What is your current role on AMYPAD?
Initially, I have been working part time in AMYPAD since the beginning of the project, after coming back from my visit at Stanford University where I worked in neuroimaging using the world’s first time-of-flight PET/MR scanner. In my AMYPAD function, I focus mostly on the processing of acquired PET data and accurate extraction of regional PET signals, which are used for robust longitudinal analyses to create reliable models of Alzheimer’s disease (for details see https://amypad.eu/news/recent-news/niftypet-high-throughput-image-reconstruction-and-analysis/).
All the processing steps are coded in Python and released as open source software (see: https://niftypet.readthedocs.io).
I also work in the Dementias Platform UK (DPUK), in image harmonisation of seven PET/MR scanners across the DPUK sites, which well complements my efforts in AMYPAD. I perform dedicated phantom measurements and analysis as well as test/retest analysis of amyloid brain scans (https://www.dementiasplatform.uk/news-and-blogs/blog/me-my-phantoms-2013-and-the-imaging-network).
What is your overall vision?
To provide state-of-the-art tools for high precision imaging and robust prediction of neuro-degeneration.

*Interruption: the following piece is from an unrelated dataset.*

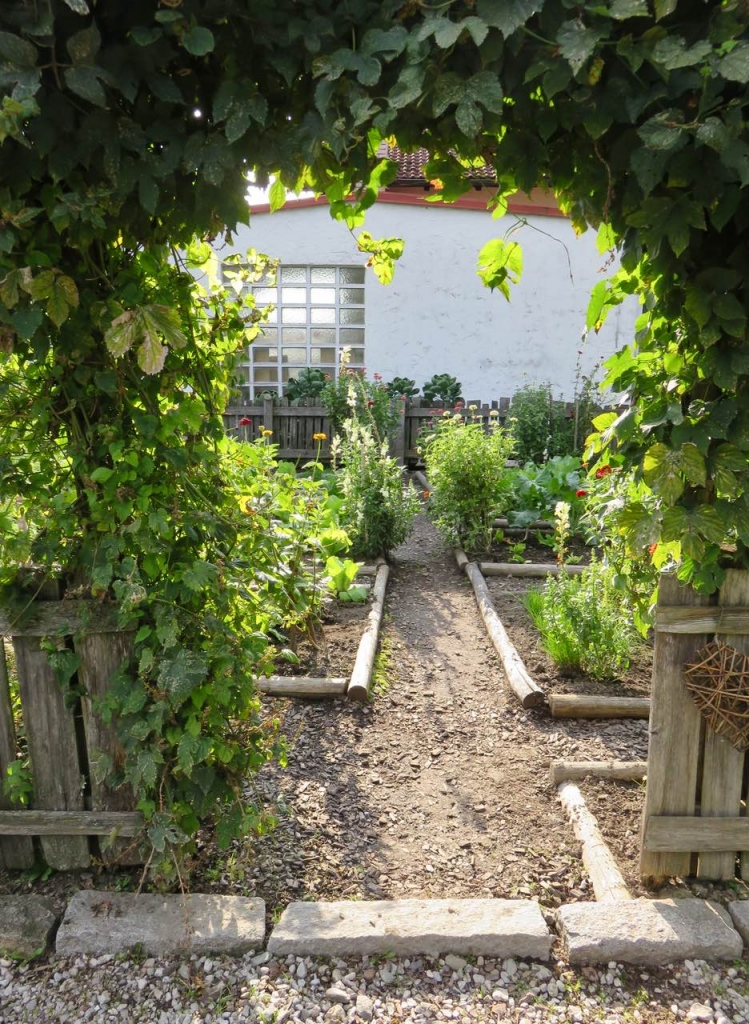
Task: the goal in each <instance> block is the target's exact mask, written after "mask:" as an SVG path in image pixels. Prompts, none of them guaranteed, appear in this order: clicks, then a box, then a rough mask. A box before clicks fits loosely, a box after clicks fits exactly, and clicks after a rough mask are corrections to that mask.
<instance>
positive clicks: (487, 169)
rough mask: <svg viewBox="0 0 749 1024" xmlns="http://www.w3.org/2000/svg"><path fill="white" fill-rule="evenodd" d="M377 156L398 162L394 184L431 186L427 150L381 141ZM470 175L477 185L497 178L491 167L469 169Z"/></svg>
mask: <svg viewBox="0 0 749 1024" xmlns="http://www.w3.org/2000/svg"><path fill="white" fill-rule="evenodd" d="M377 156H378V157H379V158H380V160H383V159H385V158H386V159H388V160H394V161H396V163H397V164H398V177H397V178H396V180H394V181H393V182H392V185H414V184H419V185H423V187H424V188H430V187H431V186H430V184H429V182H428V181H427V179H426V176H425V174H424V167H425V166H426V164H427V162H428V160H429V154H428V151H427V150H416V151H414V152H413V153H404V152H403V150H401V147H400V146H398V145H388V144H387V142H381V143H380V146H379V148H378V150H377ZM469 177H471V178H474V179H475V183H476V185H478V184H483V183H486V184H491V183H493V182H494V180H495V175H494V171H493V170H492V169H491V168H490V167H483V168H476V169H475V170H473V171H469ZM392 185H390V187H392Z"/></svg>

Accurate prediction, I believe, is vital for successful early diagnosis, intervention and treatment of dementia. So far, we noticed that the accumulation of amyloid is a slow process, which needs very precise imaging tools for detecting such subtle changes.
What do you find most challenging about the project?
To acquire, process and pool high quality data from multiple AMYPAD sites in order to better understand the disease and build accurate neuro-degeneration models, which can then be successfully deployed in clinical settings for future interventions and treatments of dementia.